The Hindu Funeral Home
A few years ago, my friend’s father, an uncle at the temple I attend, passed away. It was very sudden and heartbreaking. He was always so social and joyful, I couldn’t imagine temple without his voice. I couldn’t do anything due to distance. I prayed for my friend and her family alone in my dorm room. It was a very strange moment when I saw his obituary online. It was on a website called "The Hindu Funeral Home." I didn’t know this existed until that moment. It was freaky seeing a business catered towards Hindu death in the U.S. They would cremate bodies in the most traditional way possible. There was even a way to fly the bodies to India if wanted. On that website, I discovered my other friend’s mom’s obituary. She had passed a few weeks earlier after being sick for a long time. I suddenly imagined that all my friends’ parents from my hometown may end up on this website. My own parents perhaps.
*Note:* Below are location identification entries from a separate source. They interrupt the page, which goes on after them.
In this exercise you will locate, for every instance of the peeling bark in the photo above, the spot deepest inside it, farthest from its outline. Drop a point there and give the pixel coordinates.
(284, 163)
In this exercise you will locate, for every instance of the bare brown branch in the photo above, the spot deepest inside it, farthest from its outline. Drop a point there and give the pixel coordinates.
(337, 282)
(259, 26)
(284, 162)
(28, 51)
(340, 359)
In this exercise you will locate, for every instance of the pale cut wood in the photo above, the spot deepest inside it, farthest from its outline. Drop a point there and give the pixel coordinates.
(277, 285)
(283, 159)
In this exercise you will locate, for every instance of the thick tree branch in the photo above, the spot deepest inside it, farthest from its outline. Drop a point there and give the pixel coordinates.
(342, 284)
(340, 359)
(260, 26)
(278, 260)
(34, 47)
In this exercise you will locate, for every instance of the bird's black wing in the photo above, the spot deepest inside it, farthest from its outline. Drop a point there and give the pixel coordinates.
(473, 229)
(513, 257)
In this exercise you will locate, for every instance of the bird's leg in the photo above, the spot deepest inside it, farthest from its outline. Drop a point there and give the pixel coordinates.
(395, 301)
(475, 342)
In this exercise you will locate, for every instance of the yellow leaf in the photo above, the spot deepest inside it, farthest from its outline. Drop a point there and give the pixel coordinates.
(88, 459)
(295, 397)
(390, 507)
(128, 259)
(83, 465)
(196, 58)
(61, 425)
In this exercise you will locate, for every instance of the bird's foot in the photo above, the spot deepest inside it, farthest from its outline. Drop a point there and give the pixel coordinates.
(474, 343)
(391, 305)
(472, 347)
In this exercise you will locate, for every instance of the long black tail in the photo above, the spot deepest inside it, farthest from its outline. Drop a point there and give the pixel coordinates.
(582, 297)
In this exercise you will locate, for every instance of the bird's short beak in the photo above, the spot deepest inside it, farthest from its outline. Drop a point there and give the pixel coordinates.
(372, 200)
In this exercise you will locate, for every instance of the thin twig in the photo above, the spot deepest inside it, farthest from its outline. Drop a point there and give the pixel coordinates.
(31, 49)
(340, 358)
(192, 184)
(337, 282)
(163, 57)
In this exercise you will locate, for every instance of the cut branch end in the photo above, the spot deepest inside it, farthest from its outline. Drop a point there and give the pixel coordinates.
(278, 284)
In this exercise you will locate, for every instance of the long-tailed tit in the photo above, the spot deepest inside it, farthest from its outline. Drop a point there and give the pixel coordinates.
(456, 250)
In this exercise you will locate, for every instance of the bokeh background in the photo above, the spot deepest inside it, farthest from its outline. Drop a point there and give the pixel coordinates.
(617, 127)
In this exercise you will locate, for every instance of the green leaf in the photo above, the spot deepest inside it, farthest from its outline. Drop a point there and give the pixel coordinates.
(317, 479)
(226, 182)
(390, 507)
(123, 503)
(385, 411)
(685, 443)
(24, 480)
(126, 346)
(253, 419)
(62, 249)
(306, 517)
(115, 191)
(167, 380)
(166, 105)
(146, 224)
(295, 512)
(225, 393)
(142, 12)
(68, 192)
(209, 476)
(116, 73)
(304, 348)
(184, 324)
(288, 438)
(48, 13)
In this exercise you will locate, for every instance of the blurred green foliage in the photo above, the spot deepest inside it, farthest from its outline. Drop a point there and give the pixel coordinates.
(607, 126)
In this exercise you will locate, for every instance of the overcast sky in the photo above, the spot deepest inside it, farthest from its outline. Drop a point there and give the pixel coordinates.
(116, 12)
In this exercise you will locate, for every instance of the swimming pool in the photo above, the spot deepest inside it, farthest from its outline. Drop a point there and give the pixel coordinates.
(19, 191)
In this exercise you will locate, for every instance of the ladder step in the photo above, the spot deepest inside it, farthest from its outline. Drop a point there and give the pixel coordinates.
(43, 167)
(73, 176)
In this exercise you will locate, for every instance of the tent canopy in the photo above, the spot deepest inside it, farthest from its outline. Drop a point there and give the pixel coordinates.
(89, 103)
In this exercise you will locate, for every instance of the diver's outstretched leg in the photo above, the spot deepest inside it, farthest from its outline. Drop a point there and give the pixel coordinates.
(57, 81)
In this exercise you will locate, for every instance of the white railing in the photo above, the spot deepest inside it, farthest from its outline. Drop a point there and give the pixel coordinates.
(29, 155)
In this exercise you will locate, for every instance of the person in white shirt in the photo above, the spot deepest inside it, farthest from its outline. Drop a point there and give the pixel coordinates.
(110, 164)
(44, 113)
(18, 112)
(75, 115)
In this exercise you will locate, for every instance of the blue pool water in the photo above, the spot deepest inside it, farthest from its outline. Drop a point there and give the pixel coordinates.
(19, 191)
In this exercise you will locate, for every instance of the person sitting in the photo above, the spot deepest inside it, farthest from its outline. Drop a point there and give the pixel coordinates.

This piece is supposed to connect the body and soul of someone who has passed to their first home. The bottom of the piece features a figure lying on a funeral pyre. There is fire/flowers surrounding the pyre to celebrate and say goodbye to the body. The soul however travels far. It crosses a rapid river into lush farms and dead ones. It goes to small villages with strong connections. I based the farmland off of where my mom grew up, where my grandfather worked. The positions of the squares to represent cots are based on maps of my temple and my friend’s neighborhood. I wanted to connect everything. I always felt as though dying here instead of in India for those who were born there would be upsetting. Almost like they’re missing out on a happy ending. Making this piece changed my mind. My grandfather died in his bed surrounded by his kids. My friend’s dad suddenly passed in his townhouse in Somerset, New Jersey. I believe either way the soul will travel where it pleases. We make new homes throughout our lives. I have stopped assuming that someone’s original home is the most special or significant. Anywhere and anytime can be special. That’s how my friend’s dad lived and died.